T_feed = (L - 1)×T_physical
T_rx = T₁ + T₂/G₁ + T₃/(G₁G₂) + ...
G/T = G_ant(dBi) - 10log₁₀(T_sys)
T = 290×(10^(NF/10) - 1) K
Frequently Asked Questions
When should I use noise temperature vs noise figure?
Use noise temperature when: (1) The antenna noise temperature is significantly different from 290K (satellite links, radio astronomy, cold-sky systems). (2) You need precise noise accounting for high-sensitivity systems. (3) Comparing receiver front ends for space or scientific applications. Use noise figure when: (1) Working with standard 50-ohm test environments (the noise figure definition assumes a 290K source). (2) Comparing commercial components (datasheets specify NF, not noise temperature). Convert between them: T = 290×(10^(NF/10)-1) and NF = 10×log10(1+T/290). They carry exactly the same information; the choice is about convenience and precision for the application.

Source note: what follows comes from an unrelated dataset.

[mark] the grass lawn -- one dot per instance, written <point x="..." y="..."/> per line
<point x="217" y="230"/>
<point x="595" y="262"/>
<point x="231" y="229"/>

How do I reduce system noise temperature?
In order of impact: (1) Use the lowest-NF LNA possible and place it closest to the antenna (minimize feed loss). A 0.3 dB NF LNA contributes T_LNA = 20K. A 1.0 dB NF LNA: 75K. Difference: 55K. (2) Minimize feed loss: use the shortest possible waveguide/cable between antenna and LNA. Each 0.1 dB saved reduces T_feed by 6.7K. (3) Increase LNA gain: higher first-stage gain reduces the contribution of subsequent stages. 30 dB LNA gain means the second stage contributes T_2/1000 (negligible). (4) Reduce antenna sidelobe level: lower sidelobes pick up less ground noise. (5) Cool the LNA: cryogenic cooling (15-20K LNA physical temperature) reduces T_LNA to 3-5K for the best space-qualified HEMTs. Used in radio astronomy and deep-space receivers.
What is a typical G/T for different systems?
LEO satellite terminal (handheld, 1.6 GHz): G/T = -24 dB/K (low gain, high noise). VSAT terminal (1.2 m dish, 12 GHz): G/T = 15-20 dB/K. Satellite earth station (3 m dish, 12 GHz): G/T = 25-30 dB/K. Large earth station (9 m, with cryogenic LNA): G/T = 35-40 dB/K. Radio telescope (25 m, cryogenic): G/T = 50-60 dB/K. DSN 70 m antenna (Goldstone): G/T ≈ 67 dB/K at S-band (the highest-sensitivity receiving system on Earth).